Discuss about the Department for Health and Ageing.

MRSA stands for Methicillin-resistant Staphylococcus aureus isknown as a flesh eating bacteria. It results in many infections that are often difficult to treat. This kind of bacteria can also be called as multi-drug-resistant Staphylococcus aureus or oxacillin-resistant Staphylococcus aureus (ORSA) (Davies, & Davies, 2010). Antibiotics are consider to be a wonder drug that work against many infections, but real wonder is the there a many microbes that have developed antibiotics resistance. This happen due to the overuse of antibiotics. MRSA is one such microbe that has developed resistance towards beta-lactam antibiotics. Such bacterias are also called as superbugs. The people with weak immune system, open wounds and invasive devices are more exposed to such bacteria in comparison to general public. When the Methicillin was being used to treat ‘staph’’ infections, eventually the bacteria called as Staphylococcus became resistant to Methicillin and turned into more harmful bacteria called as MRSA.

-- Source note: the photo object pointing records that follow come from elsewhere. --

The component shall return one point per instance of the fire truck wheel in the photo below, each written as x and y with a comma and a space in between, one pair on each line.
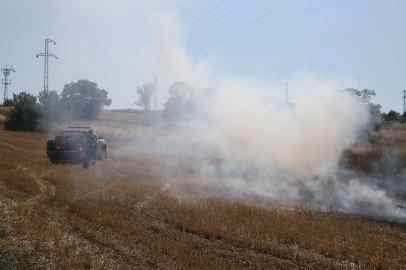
103, 155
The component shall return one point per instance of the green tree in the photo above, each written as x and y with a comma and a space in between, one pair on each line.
84, 99
8, 102
25, 114
186, 100
392, 116
54, 109
144, 97
364, 98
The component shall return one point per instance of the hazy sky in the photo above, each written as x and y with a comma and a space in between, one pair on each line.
123, 44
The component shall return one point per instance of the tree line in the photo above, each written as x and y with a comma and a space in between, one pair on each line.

Methicillin-resistant Staphylococcus aureus (CA-MRSA) is a significant bacterial pathogen that may create various challenges to the health of an individual. This kind of infection includes skin tissues. The methicillin resistance gene is carried by the mobile genetic element (Branger et al, 2003). The staphylococcal cassette chromosome, which is also called as mec(SCCmec), differs in genetic composition and size. The genetic structure of the hospital-acquired MRSA strains includes combination of the ccr and mec gene complex (Branger et al, 2003). According to the study of Branger et al, (2003) “SCCmec is integrated in the chromosome of MRSA at a unique site (attBscc), which is found inside an open reading frame (orfX) of unknown function” (Pray, 2008). The new gene variation arises in the population of the bacterium, this happen through the process of random mutation. When the single bacterium individual experience genetic mutation, the survival ability of the bacteria increases through mutation, which makes it antibiotic resistant (Tewhey et al, 2012).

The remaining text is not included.